Looking at “Antares”: The Advisory Board Company Models the Future of Hospital Margins

March 14, 2019
The “Antares” hospital model, created by The Advisory Board Company, looks at the hospital revenue margin issues facing hospital and health system executives in the emerging U.S. healthcare system

Earlier this week, Healthcare Innovation Editor-in-Chief Mark Hagland interviewed Rob Lazerow, managing director, research and insights, at The Advisory Board Company, Washington, D.C., about a range of subjects, including around the future of hospital and health system revenue margins.

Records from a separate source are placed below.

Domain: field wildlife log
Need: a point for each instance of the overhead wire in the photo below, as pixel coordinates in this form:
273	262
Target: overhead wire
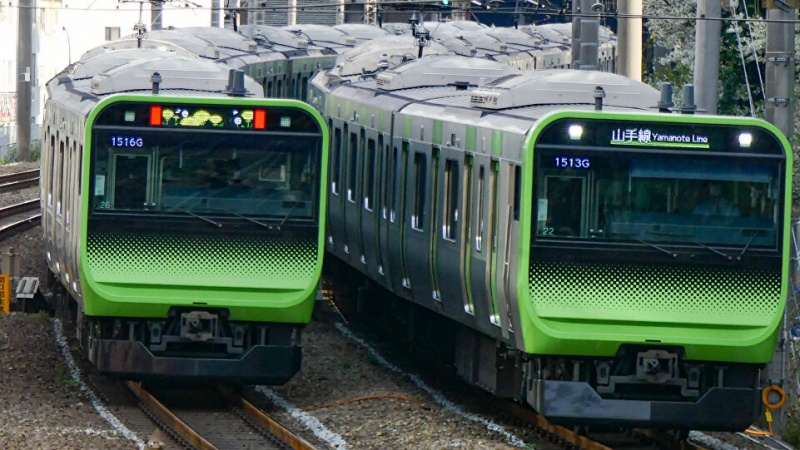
744	65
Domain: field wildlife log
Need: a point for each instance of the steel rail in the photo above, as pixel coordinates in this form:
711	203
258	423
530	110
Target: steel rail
26	175
258	416
17	208
20	225
17	185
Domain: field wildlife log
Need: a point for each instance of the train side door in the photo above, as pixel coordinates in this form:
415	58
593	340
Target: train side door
396	222
352	200
448	233
482	235
369	202
387	215
417	232
337	239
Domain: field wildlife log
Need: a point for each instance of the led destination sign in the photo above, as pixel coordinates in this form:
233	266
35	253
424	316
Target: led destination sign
648	137
209	116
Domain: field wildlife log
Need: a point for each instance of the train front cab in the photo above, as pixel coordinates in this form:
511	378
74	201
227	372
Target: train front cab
201	254
641	303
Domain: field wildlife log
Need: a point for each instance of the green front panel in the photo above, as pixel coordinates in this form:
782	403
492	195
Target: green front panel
257	279
589	309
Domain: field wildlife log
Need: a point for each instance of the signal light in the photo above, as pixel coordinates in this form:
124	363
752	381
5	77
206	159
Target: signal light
155	116
260	119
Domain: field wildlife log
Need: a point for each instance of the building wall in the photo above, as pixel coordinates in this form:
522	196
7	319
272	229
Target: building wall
62	31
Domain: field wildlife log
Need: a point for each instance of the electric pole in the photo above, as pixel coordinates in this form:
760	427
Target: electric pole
630	39
156	9
706	61
24	79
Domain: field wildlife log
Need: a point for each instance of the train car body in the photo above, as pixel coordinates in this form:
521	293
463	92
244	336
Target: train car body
557	234
183	222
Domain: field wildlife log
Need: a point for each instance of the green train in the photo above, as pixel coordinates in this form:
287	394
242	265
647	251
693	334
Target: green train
183	221
571	247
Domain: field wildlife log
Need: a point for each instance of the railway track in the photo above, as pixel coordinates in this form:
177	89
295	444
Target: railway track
215	418
19	217
19	180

In the second interview, Lazerow referenced that “We created a model, average, $1 billion health system, which we called ‘Antares’—named after the fifteenth brightest star, which is burning through its hydrogen and will eventually collapse. We found that by 2021, Antares had a negative operating margin. That was the metaphor.  And we projected a negative 4.2 percent margin in 2025 for Antares, absent intervention.”

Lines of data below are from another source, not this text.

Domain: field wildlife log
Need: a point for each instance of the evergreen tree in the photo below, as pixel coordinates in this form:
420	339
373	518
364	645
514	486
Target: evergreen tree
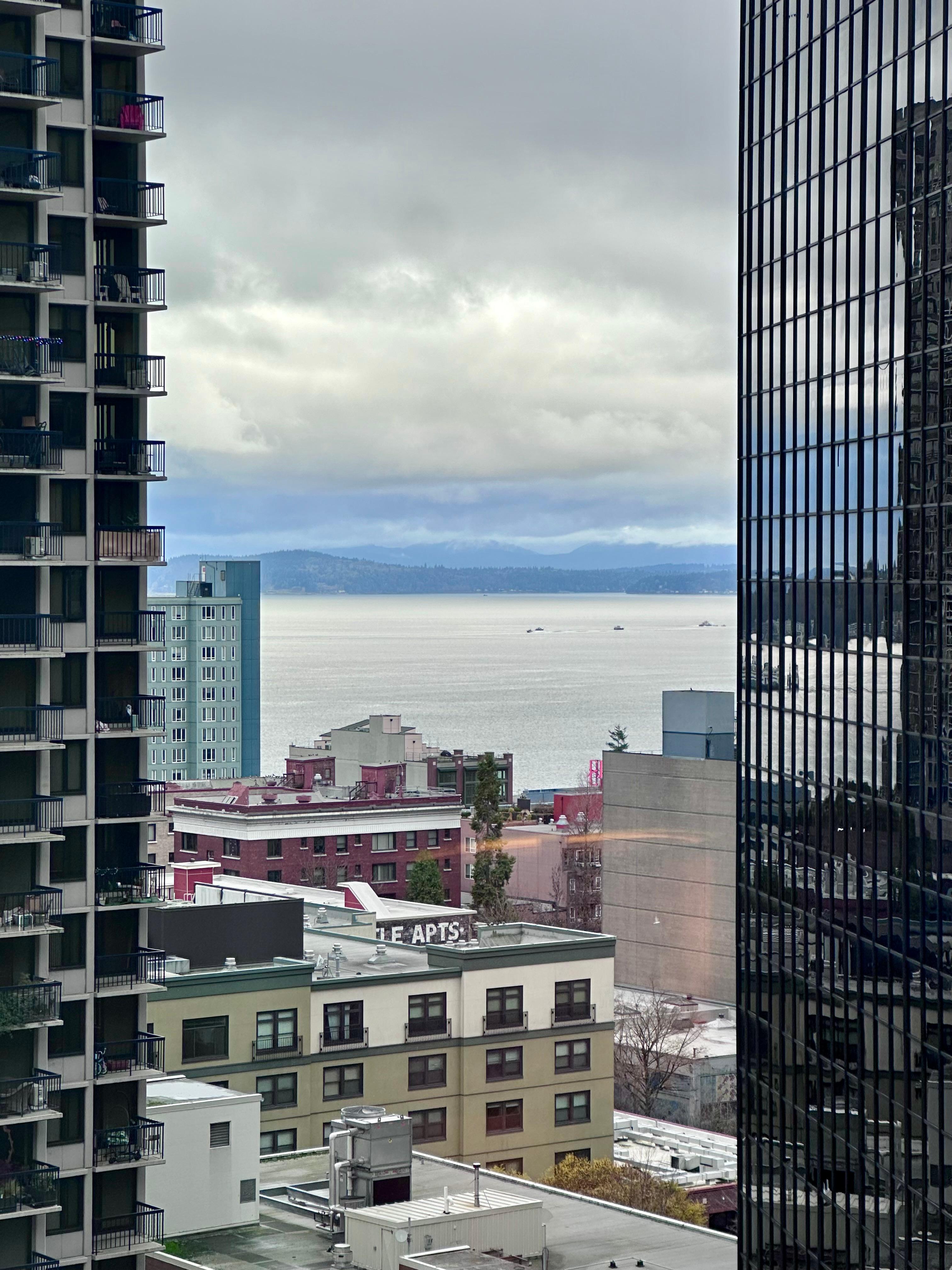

In that regard, Advisory Board Company leaders have come up with an infographic, which we are sharing here, exclusively, around the “Antares” concept. And they have written the following, about the origin of the development of “Antares”:

“Hospitals’ financial performance has reached an all-time low, and margin pressures are only intensifying over time. The structural nature of today’s revenue threats—manifesting in the form of direct pricing cuts, new payment models, site-of-care shifts, and more—combined with rising operating costs means that few leaders will be able to achieve sustainable margins through expense reduction or revenue growth alone. Instead, hospital and health system leaders will need to meaningfully improve both their cost and revenue performance to execute a comprehensive margin management playbook. In 2017, the Health Care Advisory Board investigated how organizations can best develop the cost discipline necessary to support long-term sustainability.

“In 2018, to complement this previous research, we focused on strategies to substantially grow revenue to achieve and maintain healthy margins. Sustaining this level of revenue growth will require providers to focus across three primary areas: reducing avoidable revenue erosion to ensure appropriate payment for each patient encounter, increasing patient volumes to win market share in both the inpatient and outpatient settings, and exploring opportunities to diversify into new revenue streams. Our research uncovered 10 strategies to guide hospital and health system leaders on the road to effective long-term revenue growth. This research report, the second in a three-part series, focuses on strategies five through eight, which will help organizations win an increased share of lucrative patient volumes. In the first and third research reports, we explain how to avoid revenue erosion and diversify into new revenue streams, respectively.”